Miltenyi Biotec B.V. & Co. KG , a company based in Bergisch-Gladbach, has developed a process to automate and thus speed up the manufacturing of extremely complex, but very promising personalised cancer therapies. In our latest #EconomyStories video Dr. Iris Bürger, Head of CliniMACS® Cell-Factory and Norbert Hentschel, commercial director of Miltenyi Biotec, let us take a look inside the company’s ”engine room”.
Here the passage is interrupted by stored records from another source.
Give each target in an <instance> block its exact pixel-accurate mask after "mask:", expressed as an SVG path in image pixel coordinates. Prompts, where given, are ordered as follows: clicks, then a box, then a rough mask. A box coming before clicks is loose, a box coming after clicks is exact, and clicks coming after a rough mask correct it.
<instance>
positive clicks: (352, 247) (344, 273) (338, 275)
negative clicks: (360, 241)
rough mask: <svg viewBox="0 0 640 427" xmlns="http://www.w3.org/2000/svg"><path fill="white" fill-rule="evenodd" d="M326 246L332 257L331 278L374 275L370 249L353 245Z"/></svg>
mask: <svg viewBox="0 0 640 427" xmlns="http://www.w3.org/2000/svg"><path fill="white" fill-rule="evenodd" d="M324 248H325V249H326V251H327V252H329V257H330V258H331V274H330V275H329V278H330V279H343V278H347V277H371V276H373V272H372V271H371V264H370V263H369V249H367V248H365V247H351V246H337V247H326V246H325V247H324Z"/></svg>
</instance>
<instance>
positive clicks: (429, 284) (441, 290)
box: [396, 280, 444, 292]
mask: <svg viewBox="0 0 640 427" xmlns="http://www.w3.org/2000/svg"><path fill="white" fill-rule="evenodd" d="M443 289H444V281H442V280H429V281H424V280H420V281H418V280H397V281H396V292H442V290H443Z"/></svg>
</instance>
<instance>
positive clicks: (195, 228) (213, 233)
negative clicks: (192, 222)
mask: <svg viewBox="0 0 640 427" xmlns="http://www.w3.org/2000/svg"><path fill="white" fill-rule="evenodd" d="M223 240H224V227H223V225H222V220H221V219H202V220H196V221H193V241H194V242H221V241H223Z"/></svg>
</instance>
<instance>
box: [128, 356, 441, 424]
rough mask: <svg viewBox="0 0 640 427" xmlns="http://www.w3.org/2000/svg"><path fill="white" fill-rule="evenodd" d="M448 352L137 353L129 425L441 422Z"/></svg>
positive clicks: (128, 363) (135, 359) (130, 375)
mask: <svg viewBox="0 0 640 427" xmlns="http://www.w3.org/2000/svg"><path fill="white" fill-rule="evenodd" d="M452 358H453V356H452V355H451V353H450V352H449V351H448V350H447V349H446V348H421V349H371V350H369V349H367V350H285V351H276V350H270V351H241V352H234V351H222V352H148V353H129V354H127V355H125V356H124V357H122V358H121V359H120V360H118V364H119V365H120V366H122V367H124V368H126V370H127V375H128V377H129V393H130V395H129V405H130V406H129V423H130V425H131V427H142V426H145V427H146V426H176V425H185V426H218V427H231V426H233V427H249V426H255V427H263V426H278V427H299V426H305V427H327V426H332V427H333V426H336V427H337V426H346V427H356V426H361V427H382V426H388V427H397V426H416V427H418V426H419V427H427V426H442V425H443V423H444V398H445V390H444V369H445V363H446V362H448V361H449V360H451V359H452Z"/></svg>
Miltenyi Biotec is the only company worldwide capable of automating the 100-plus process steps required to produce a body’s immune system response to cancer on a single machine. The advantage is the procedure can be flexibly adapted to client requirements and if necessary can even be deployed in hospitals at close quarters to the patient, which saves time and the costs of onerous logistics – an important factor especially for seriously ill cancer patients.
If you look at the history of Miltenyi Biotec, which was founded 1989, there are obvious parallels with the founding myths of the big tech firms in Silicon Valley. Physicist Stefan Miltenyi, whose name the company carries, developed a magnetic cell sorting process in the late 1980s that laid the foundation for the company’s subsequent success story. This process was to become a key building block for cell and gene therapy in the following 30 years.
Deutsche Bank has supported Miltenyi Biotec, which remains a highly research-driven company, since it was founded over 30 years ago.
One constant in this longstanding client relationship is Horst-Georg Bröhl: “I’ve been the relationship manager looking after the firm since it was founded, which is definitely not the rule. What’s fascinating is the firm’s continual healthy growth – sometimes in the double-digit percent range per year.”
The company now has over 3,000 employees worldwide and its turnover in 2019 was 473.7 million euros. There are not many companies in Germany like Miltenyi Biotec; China and the US remain the market leaders in the advanced cell and gene therapy segment. Existing German biotech firms are expanding, but venture capital is often scarce, although biotechnology is seen as a growth market of the future.
“Demand for our products exceeds the supply”, explains Chief Financial Officer Norbert Hentschel. He sees the main challenges facing his sector as how it can significantly increase manufacturing capacities for personalised therapies and reduce prices - the prices of products that can save lives.